DR Congo rebels end ceasefire

Genral Laurent Nkunda blames government attacks for the end of month-long amnesty.

General Laurent Nkunda
Nkunda says the government did not respect the ceasefire [AFP]

After fierce fighting in the east in late August and early September, the United Nations mission (Monuc) in the DRC announced a limited truce on September 6 between the rebel Tutsi leader and the Congolese army.

Endangered gorillas

But fresh clashes broke out on Thursday and over the weekend, and UN military sources said fighting was continuing on Monday in several parts of North Kivu province.

“Monuc thinks there is a ceasefire, but we’ve abandoned it,” Nkunda said.
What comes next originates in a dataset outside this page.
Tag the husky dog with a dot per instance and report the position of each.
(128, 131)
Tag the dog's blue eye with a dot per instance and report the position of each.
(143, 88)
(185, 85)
Tshikez Djemu, the Congolese defence minister denied the allegations from Nkunda.

He told Al Jazeera the government has always attmepted to find “agreeable solutions” to the situation.
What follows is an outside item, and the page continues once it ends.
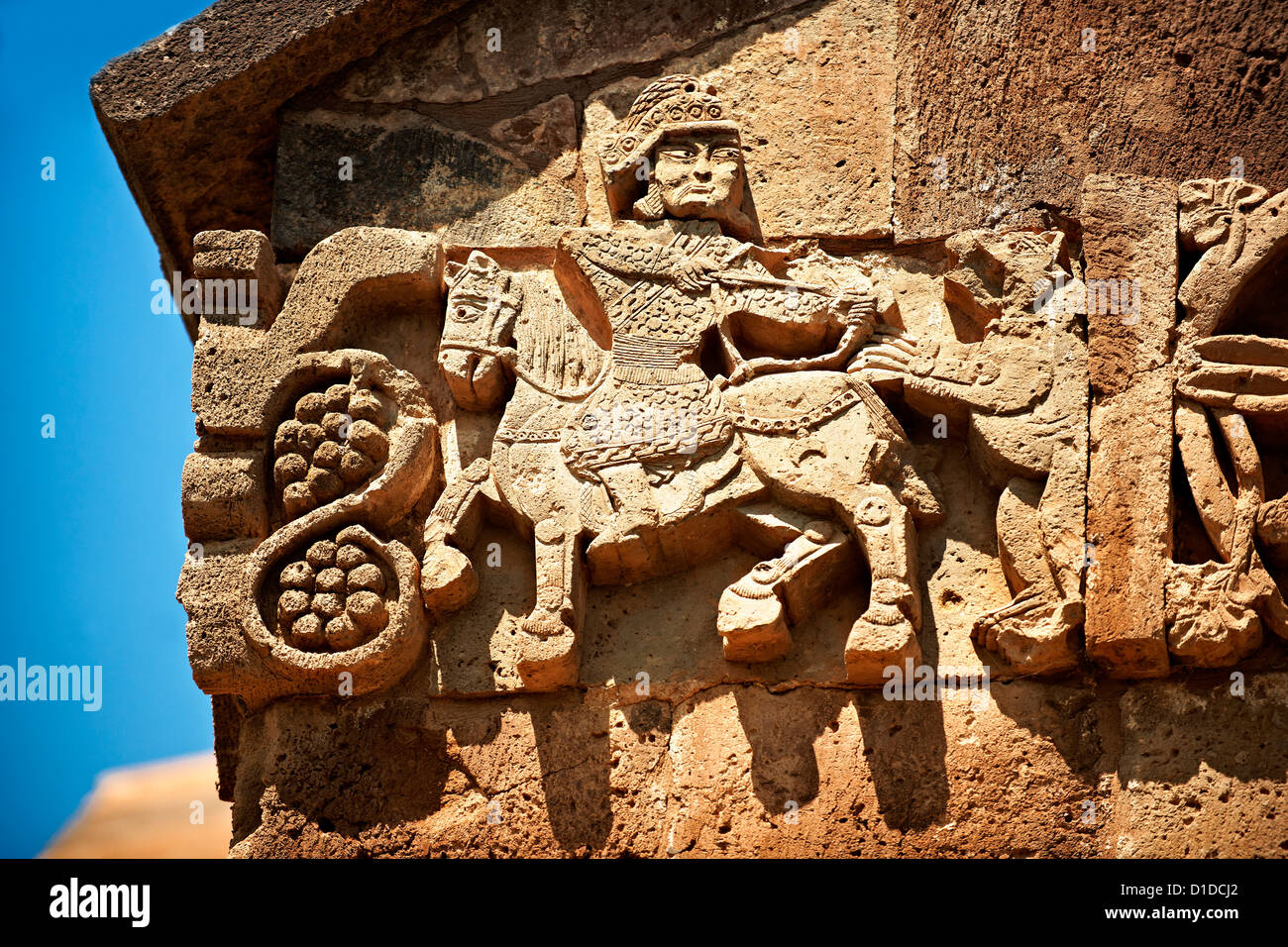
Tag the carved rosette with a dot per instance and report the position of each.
(355, 451)
(343, 604)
The general denied that his forces were threatening the survival of the country’s endangered mountain gorillas and said that recent deaths of the primates were the government’s fault.

Reports on Sunday suggested the rebels had seized an area in eastern Congo that serves as a wildlife habitat for the animals.
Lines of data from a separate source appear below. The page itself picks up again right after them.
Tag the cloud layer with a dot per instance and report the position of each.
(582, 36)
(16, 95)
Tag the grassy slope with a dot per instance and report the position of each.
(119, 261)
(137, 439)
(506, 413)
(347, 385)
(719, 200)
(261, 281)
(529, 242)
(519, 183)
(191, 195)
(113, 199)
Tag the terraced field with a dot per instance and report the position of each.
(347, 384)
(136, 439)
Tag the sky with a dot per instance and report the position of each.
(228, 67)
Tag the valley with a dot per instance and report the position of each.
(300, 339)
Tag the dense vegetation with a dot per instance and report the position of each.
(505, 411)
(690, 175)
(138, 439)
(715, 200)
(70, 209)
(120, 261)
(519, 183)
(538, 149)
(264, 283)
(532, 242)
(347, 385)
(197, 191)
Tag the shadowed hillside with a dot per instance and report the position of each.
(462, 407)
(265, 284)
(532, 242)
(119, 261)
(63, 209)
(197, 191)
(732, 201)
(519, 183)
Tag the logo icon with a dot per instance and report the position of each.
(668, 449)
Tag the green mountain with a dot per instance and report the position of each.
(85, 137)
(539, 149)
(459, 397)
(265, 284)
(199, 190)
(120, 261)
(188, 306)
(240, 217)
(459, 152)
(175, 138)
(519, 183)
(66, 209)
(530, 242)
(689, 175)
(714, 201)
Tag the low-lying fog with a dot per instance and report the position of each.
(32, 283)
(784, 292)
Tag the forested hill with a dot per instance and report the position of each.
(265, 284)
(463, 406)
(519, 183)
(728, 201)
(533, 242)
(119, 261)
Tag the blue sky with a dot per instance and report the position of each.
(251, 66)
Shelling and heavy gunfire could be heard from the headquarters of the Virunga National Park and rangers were forced to flee over the weekend, the international conservation group WildlifeDirect said on Sunday.

Only 700 mountain gorillas exist in the world, of which more than half live in the Virunga conservation area, a huge territory at the intersection of Congo, Rwanda and Uganda.

At least 10 of the rare animals have been killed this year.

Mass displacement

The UN, which has a 17,000 strong peacekeeping force in the DRC, said it was closely monitoring the renewed fighting in several places in North Kivu province.

PK Tiwari , a UN military spokesman, said: “There’s some fighting going on now in Masisi [district]. It’s taking place in three locations, including Karuba and Ngungu, where they had already been fighting.”

Nkunda accuses the government and armed forces of Joseph Kabila, the Congolese president, of supporting Rwandan Hutu rebels.

The largely Hutu Democratic Forces for the Liberation of Rwanda (FDLR) rebels are accused of involvement in Rwanda’s 1994 genocide in 800,000 Tutsis and moderate Hutus were killed by a Hutu-led government and ethnic militias.

The fighting in North Kivu has displaced tens of thousands of civilians and foreign relief agencies have warned of a fresh humanitarian catastrophe in the DRC.